La conseillère Noreau a donc été présente pour une dernière fois aux côtés des autres élus lors de la première séance régulière de l’année 2024, qui a eu lieu le 15 janvier. Elle pourra recommencer à siéger au conseil et à prendre part aux réunions de comités au sein desquels elle représente la Ville seulement au cours du printemps.
Quatre manquements
La décision de la juge Robert correspond aux sanctions qui lui ont été suggérées par l’avocat de la poursuite, Me Dave Tremblay, lors de la tenue de l’audience sur sanction, qui a eu lieu le 12 décembre. Le processus de dénonciation a quant à lui débuté le 16 juin. Trois jours d’audience ont eu lieu à la fin du mois d’octobre, amenant à la barre plusieurs élus de la Ville et des membres de son personnel administratif.
La CMQ estime que l’affaire Noreau se décline en quatre manquements en matière d’éthique et déontologie municipale, d’où l’imposante sanction qui lui est imposée.
Les faits allégués par la poursuite se sont produits entre l’été 2022 et le printemps 2023. Ils impliquent principalement Mme Noreau et la directrice générale de la Ville de Cap-Santé, Nancy Sirois.

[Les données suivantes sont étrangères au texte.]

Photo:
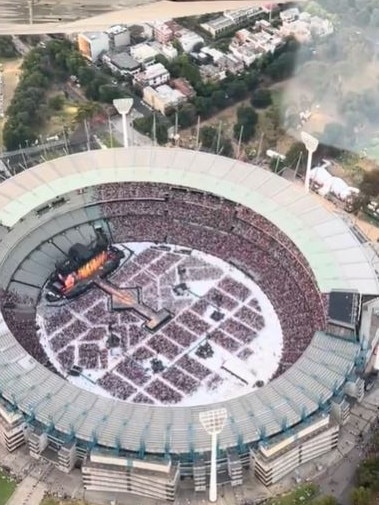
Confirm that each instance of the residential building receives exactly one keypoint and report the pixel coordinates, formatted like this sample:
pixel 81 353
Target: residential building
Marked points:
pixel 218 26
pixel 154 75
pixel 188 40
pixel 239 16
pixel 162 33
pixel 230 19
pixel 321 27
pixel 211 73
pixel 93 44
pixel 300 30
pixel 184 87
pixel 166 50
pixel 122 63
pixel 246 53
pixel 143 52
pixel 290 15
pixel 163 98
pixel 119 36
pixel 213 53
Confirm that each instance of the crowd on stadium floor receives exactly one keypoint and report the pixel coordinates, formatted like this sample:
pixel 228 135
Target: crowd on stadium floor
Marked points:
pixel 193 220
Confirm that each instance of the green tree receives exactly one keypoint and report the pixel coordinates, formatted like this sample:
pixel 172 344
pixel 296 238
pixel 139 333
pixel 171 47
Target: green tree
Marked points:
pixel 7 47
pixel 56 102
pixel 208 136
pixel 108 93
pixel 247 120
pixel 261 98
pixel 87 111
pixel 187 115
pixel 361 496
pixel 297 152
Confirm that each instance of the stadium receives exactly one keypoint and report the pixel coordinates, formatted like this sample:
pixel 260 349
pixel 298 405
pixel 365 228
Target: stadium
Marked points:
pixel 141 287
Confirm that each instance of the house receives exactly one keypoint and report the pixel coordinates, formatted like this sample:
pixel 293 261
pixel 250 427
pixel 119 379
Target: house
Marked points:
pixel 92 44
pixel 218 26
pixel 119 36
pixel 182 85
pixel 211 73
pixel 188 40
pixel 289 15
pixel 122 63
pixel 162 33
pixel 143 52
pixel 166 50
pixel 163 98
pixel 153 76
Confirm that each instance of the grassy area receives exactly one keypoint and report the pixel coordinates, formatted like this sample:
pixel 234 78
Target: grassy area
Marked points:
pixel 110 141
pixel 302 495
pixel 50 500
pixel 65 117
pixel 7 487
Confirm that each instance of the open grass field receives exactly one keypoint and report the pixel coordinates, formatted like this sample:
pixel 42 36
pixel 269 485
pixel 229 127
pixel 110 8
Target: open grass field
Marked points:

L’événement à l’origine de toute cette saga est une demande de la conseillère Noreau adressée au début du mois d’août 2022 à Mme Sirois pour consulter le procureur de la Ville pour dénoncer le fait que cette dernière n’a pas transmis une correspondance du conseil d’établissement de l’École du Bon-Pasteur exhortant les élus à prôner la relocalisation de la bibliothèque municipale dans les locaux de l’ancien funérarium situé au coeur de la place de l’Église.
Le climat se corse et la situation a dégénéré au cours des mois qui ont suivi. L’élue est par la suite tenue responsable d’avoir adopté une attitude et des propos intimidants et vexatoires à l’endroit de la direction générale auprès d’une employée de la Ville, contrevenant ainsi au Règlement édictant le code d’éthique et de déontologie des élus(es) municipaux.
Jusque-là gérée à l’interne, la crise continue à prendre de l’ampleur lorsque, lors de la séance publique d’avril 2023, Jeanne Noreau prend la parole devant l’auditoire pour divulguer publiquement des renseignements privilégiés concernant une plainte de harcèlement psychologique de même que l’identité de la plaignante, Nancy Sirois.
S’en suivent, quelques jours plus tard, la propagation et la diffusion, sur les médias sociaux, des renseignements privilégiés divulgués lors de la réunion mensuelle du conseil qui avait été enregistrée sur bande vidéo par CJSR. Le reportage présenté sur Facebook comprenait une partie du témoignage illicite de Mme Noreau.
Arrêt des procédures
Par ailleurs, le tribunal a ordonné l’arrêt des procédures en ce qui a trait au manquement faisant référence à la lecture intégrale devant public, à la fin de la séance d’avril 2023, d’un avis juridique la blanchissant de toute forme de harcèlement psychologique à l’issue de l’enquête interne déclenchée par la Ville.
« Même en considérant le feu vert qu’elle aurait obtenu de Me Marchand quant à la lecture de son avis en pleine séance publique, Mme Noreau a surtout décidé d’ignorer les rudiments en matière de renseignements privilégiés et de taire les nombreux rappels qui lui ont été faits relativement à la confidentialité du processus. Il s’agit d’une action préméditée, dont les conséquences sont sérieuses pour Mme Sirois et qui traduit une insouciance téméraire à la fois peu commune et peu compatible avec les fonctions d’une conseillère municipale, et encore moins d’une ancienne mairesse de la Municipalité », écrit la juge Robert.
La version intégrale du jugement est disponible dans le site Internet de la CMQ, sous l’onglet Enquêtes et poursuites.